MRCpy.AMRC

class MRCpy.AMRC(n_classes, loss='0-1', deterministic=True, random_state=None, phi='linear', unidimensional=False, delta=0.05, order=1, W=200, N=100, fit_intercept=False, max_iters=2000, **phi_kwargs)[source]

Adaptive Minimax Risk Classifier

This class implements Adaptive Minimax Risk Classifiers (AMRCs) proposed in [1] for online learning with streaming data. Training samples are fed sequentially and the classification rule is updated every time a new sample is provided.

At each time step \(t\), the classifier solves the minimax risk problem:

\[\mathrm{h}_t^{\mathcal{U}_t} \in \arg\min_{\mathrm{h}} \max_{\mathrm{p} \in \mathcal{U}_t} \ell(\mathrm{h}, \mathrm{p})\]

which finds the classifier \(\mathrm{h}_t\) that minimizes the worst-case expected 0-1 loss over a time-varying uncertainty set \(\mathcal{U}_t\) of distributions.

The uncertainty set \(\mathcal{U}_t\) follows the same form as \(\mathcal{U}_1\) (no marginal constraint), with time-varying parameters:

\[\mathcal{U}_t = \left\{ \mathrm{p} : \left| \mathbb{E}_{\mathrm{p}}[\Phi(x,y)] - \boldsymbol{\tau}_t \right| \leq \boldsymbol{\lambda}_t \right\}\]

where \(\boldsymbol{\tau}_t\) and \(\boldsymbol{\lambda}_t\) are updated at each time step via Kalman filtering to track the time-varying underlying distribution.

AMRC provides adaptation to concept drift (change in the underlying distribution of the data) by means of a multivariate and high-order tracking of the distribution.
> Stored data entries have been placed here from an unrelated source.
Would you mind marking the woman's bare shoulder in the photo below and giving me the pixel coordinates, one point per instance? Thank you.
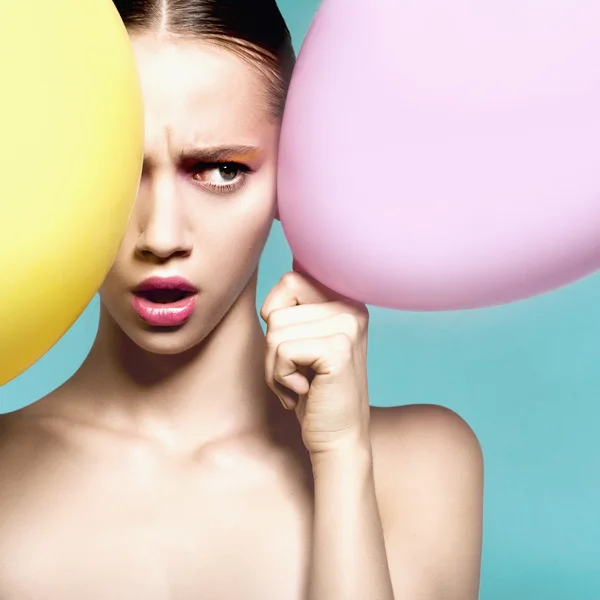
(421, 442)
(428, 469)
(422, 428)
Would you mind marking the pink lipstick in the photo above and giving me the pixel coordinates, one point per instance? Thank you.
(165, 301)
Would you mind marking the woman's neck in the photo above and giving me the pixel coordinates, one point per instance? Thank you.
(214, 391)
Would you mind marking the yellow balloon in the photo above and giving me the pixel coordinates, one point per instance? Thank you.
(71, 149)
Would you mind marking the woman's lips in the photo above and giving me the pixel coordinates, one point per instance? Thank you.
(165, 301)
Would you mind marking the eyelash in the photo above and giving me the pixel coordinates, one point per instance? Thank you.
(227, 188)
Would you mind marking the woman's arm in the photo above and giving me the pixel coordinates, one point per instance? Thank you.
(349, 559)
(420, 490)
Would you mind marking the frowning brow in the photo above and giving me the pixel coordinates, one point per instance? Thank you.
(216, 154)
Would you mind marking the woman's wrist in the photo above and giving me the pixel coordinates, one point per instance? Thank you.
(346, 460)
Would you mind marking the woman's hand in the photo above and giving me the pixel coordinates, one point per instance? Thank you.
(316, 362)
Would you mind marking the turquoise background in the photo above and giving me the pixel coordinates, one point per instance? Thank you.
(524, 376)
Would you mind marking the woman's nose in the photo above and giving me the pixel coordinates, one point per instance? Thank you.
(164, 227)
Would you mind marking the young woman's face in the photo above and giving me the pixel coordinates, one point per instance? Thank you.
(207, 196)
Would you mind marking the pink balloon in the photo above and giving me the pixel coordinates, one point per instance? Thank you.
(444, 155)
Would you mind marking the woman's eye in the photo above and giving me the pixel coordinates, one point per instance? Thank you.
(216, 175)
(228, 172)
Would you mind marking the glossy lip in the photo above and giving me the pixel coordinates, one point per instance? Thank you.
(169, 314)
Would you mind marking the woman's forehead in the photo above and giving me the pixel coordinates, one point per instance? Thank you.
(198, 94)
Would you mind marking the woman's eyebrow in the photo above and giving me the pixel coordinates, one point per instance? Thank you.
(215, 154)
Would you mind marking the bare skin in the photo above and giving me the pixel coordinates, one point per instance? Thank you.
(167, 469)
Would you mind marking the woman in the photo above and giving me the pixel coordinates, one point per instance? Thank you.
(166, 468)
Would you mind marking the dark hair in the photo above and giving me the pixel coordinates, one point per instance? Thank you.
(255, 29)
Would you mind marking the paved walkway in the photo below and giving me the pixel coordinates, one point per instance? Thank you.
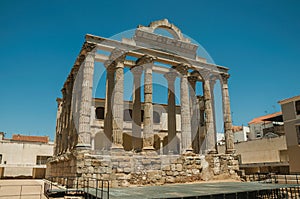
(28, 189)
(184, 190)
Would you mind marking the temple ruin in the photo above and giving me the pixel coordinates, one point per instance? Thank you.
(138, 142)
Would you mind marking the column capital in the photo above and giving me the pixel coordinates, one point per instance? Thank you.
(137, 70)
(87, 47)
(225, 77)
(171, 76)
(182, 68)
(117, 55)
(146, 59)
(193, 78)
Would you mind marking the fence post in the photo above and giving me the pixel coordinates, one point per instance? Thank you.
(285, 179)
(21, 192)
(96, 188)
(108, 189)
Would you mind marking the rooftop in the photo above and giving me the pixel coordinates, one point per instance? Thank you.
(27, 138)
(264, 118)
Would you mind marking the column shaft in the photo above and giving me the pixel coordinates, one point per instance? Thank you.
(209, 120)
(84, 131)
(194, 113)
(118, 106)
(110, 83)
(148, 109)
(172, 141)
(136, 114)
(229, 138)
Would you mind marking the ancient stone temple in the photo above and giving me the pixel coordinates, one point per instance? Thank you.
(139, 142)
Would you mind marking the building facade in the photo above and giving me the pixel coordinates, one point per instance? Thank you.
(291, 117)
(270, 125)
(24, 156)
(134, 142)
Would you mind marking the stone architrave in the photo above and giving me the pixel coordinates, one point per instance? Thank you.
(148, 135)
(172, 141)
(186, 137)
(229, 138)
(209, 119)
(136, 111)
(84, 131)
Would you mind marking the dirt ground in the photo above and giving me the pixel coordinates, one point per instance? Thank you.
(22, 189)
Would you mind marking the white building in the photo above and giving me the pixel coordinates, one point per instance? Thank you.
(240, 133)
(24, 156)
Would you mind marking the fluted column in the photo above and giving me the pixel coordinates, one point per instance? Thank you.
(136, 114)
(172, 141)
(110, 83)
(84, 131)
(201, 129)
(194, 113)
(118, 104)
(229, 138)
(209, 119)
(148, 135)
(186, 137)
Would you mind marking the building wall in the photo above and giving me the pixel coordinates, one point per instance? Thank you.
(260, 150)
(20, 158)
(241, 136)
(291, 121)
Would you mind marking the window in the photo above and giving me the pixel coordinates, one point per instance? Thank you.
(100, 113)
(298, 133)
(156, 117)
(297, 106)
(40, 160)
(127, 115)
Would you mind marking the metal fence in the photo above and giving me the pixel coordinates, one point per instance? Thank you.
(91, 188)
(21, 191)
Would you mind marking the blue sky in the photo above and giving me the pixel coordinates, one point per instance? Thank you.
(258, 40)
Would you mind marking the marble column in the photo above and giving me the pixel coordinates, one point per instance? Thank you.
(209, 119)
(110, 84)
(186, 137)
(118, 104)
(194, 113)
(229, 138)
(201, 129)
(84, 131)
(136, 110)
(148, 135)
(172, 141)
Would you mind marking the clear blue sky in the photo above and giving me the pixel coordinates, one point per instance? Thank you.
(258, 40)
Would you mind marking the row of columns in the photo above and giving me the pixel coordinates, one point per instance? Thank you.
(113, 120)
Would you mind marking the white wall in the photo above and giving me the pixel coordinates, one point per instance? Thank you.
(20, 157)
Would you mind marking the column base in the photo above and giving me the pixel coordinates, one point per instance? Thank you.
(230, 151)
(212, 151)
(148, 148)
(117, 147)
(83, 146)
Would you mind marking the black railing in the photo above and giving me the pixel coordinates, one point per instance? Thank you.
(275, 178)
(277, 193)
(24, 191)
(91, 188)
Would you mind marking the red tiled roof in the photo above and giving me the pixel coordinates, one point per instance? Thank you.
(27, 138)
(237, 128)
(261, 118)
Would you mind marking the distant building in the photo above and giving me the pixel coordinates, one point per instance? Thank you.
(291, 117)
(240, 133)
(270, 125)
(24, 156)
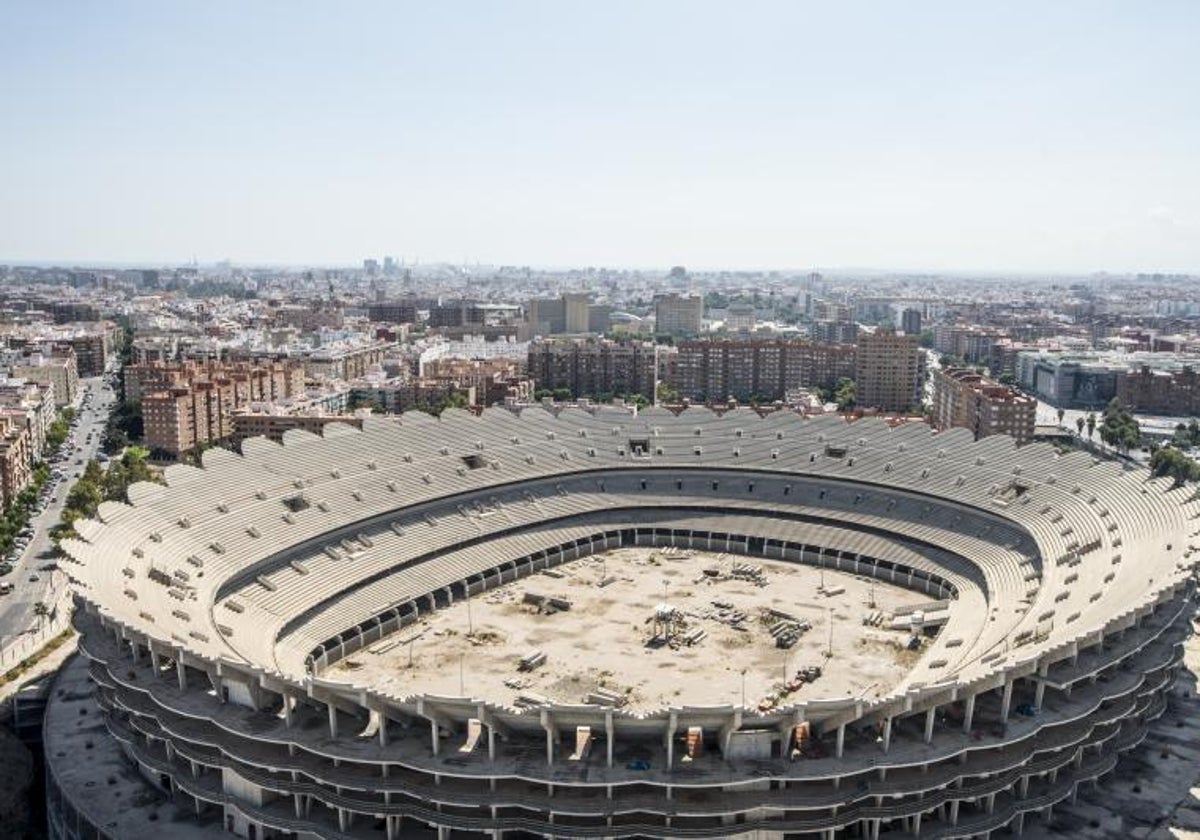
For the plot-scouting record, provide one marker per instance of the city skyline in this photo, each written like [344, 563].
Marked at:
[1026, 139]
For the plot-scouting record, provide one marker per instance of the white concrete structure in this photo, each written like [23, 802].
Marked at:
[213, 607]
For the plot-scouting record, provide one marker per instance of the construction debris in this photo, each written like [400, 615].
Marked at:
[606, 697]
[532, 660]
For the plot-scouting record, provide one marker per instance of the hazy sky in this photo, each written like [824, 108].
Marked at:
[1042, 136]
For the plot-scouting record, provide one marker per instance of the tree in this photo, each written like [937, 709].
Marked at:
[1119, 427]
[845, 394]
[1169, 461]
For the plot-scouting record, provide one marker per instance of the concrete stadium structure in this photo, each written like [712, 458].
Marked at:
[213, 607]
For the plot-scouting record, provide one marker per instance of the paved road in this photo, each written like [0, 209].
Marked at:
[17, 607]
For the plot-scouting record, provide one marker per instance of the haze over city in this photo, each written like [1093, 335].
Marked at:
[613, 421]
[1001, 137]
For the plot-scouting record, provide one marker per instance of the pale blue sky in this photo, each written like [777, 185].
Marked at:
[1005, 136]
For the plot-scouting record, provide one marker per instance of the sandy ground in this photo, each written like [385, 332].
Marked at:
[606, 640]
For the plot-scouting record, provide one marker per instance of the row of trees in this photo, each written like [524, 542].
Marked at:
[1119, 427]
[17, 515]
[97, 485]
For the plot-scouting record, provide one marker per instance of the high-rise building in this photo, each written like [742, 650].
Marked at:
[678, 316]
[834, 331]
[393, 312]
[575, 305]
[965, 399]
[888, 371]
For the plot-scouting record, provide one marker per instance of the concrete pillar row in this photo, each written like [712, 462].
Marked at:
[610, 737]
[1007, 701]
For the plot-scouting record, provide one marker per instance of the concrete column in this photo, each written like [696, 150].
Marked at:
[673, 721]
[1007, 701]
[549, 725]
[610, 736]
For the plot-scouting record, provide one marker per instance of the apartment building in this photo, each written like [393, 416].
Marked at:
[273, 421]
[271, 382]
[888, 371]
[491, 379]
[16, 456]
[707, 371]
[965, 399]
[1175, 393]
[393, 312]
[36, 403]
[678, 315]
[57, 369]
[834, 331]
[591, 367]
[190, 403]
[348, 361]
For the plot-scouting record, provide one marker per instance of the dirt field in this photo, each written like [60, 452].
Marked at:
[607, 639]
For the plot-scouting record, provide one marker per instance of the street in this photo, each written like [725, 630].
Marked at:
[17, 615]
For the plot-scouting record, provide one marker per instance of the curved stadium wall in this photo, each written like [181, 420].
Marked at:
[213, 609]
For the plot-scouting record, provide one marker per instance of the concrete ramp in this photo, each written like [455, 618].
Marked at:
[474, 731]
[582, 743]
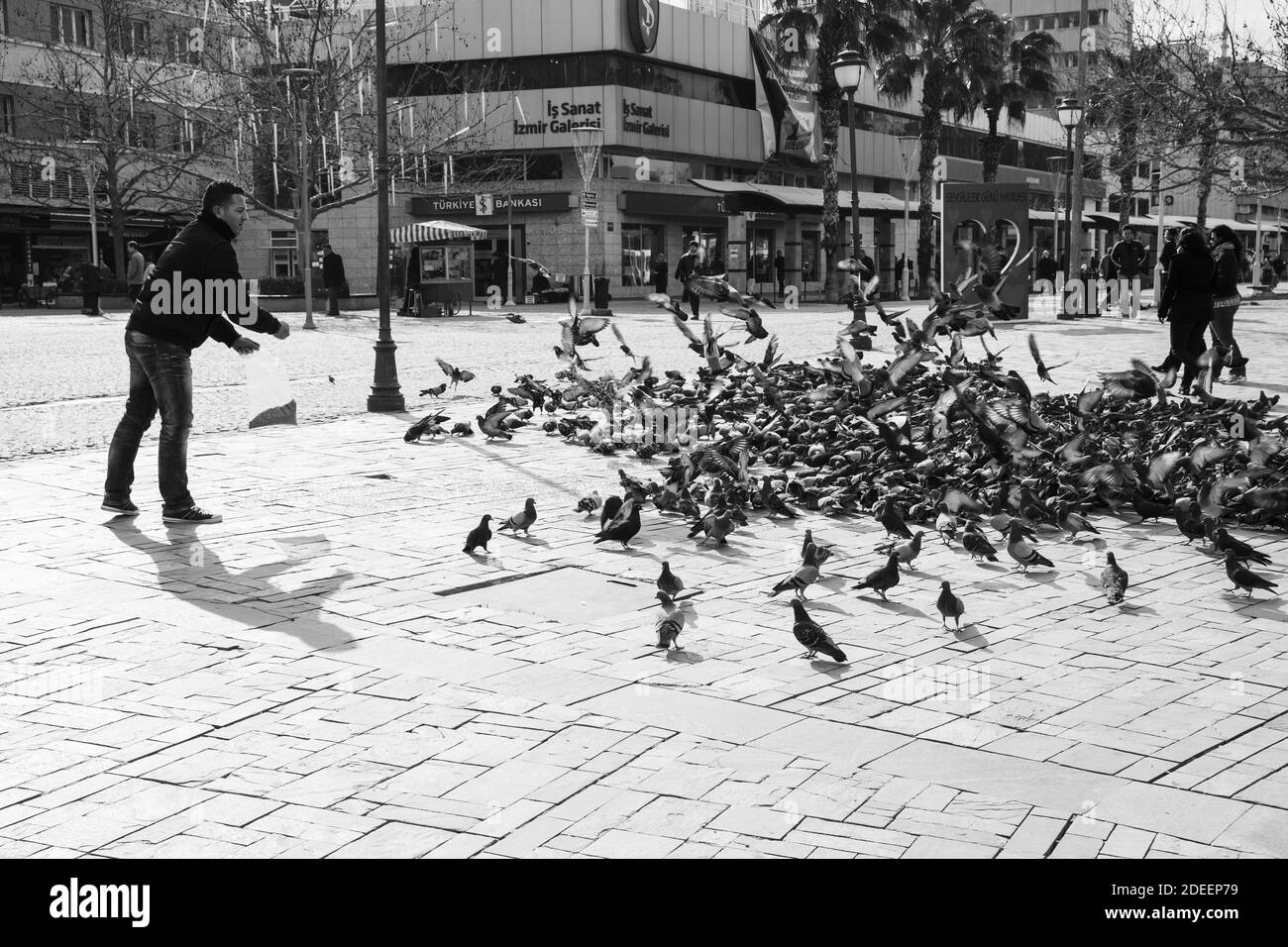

The mean vector estimates \(\boldsymbol{\tau}_t\) and confidence vectors \(\boldsymbol{\lambda}_t\) are obtained from a linear dynamical system model with Kalman filter recursions. The kinematic model order (controlled by the order parameter) determines the complexity of the tracking: order 0 corresponds to a zero-order model, order 1 to white noise acceleration, and order 2 to Wiener process acceleration.

AMRC provides computable tight performance guarantees at learning. The instantaneous error probability satisfies \(R(\mathrm{h}_t) \leq R(\mathcal{U}_t) + \alpha_t\), and the accumulated mistakes are bounded using the sum of minimax risks and a confidence term controlled by the delta parameter.

It implements the 0-1 loss function and can be used with linear and Random Fourier features.

See [1] for further.

Parameters:
n_classesint

Number of different possible labels for an instance.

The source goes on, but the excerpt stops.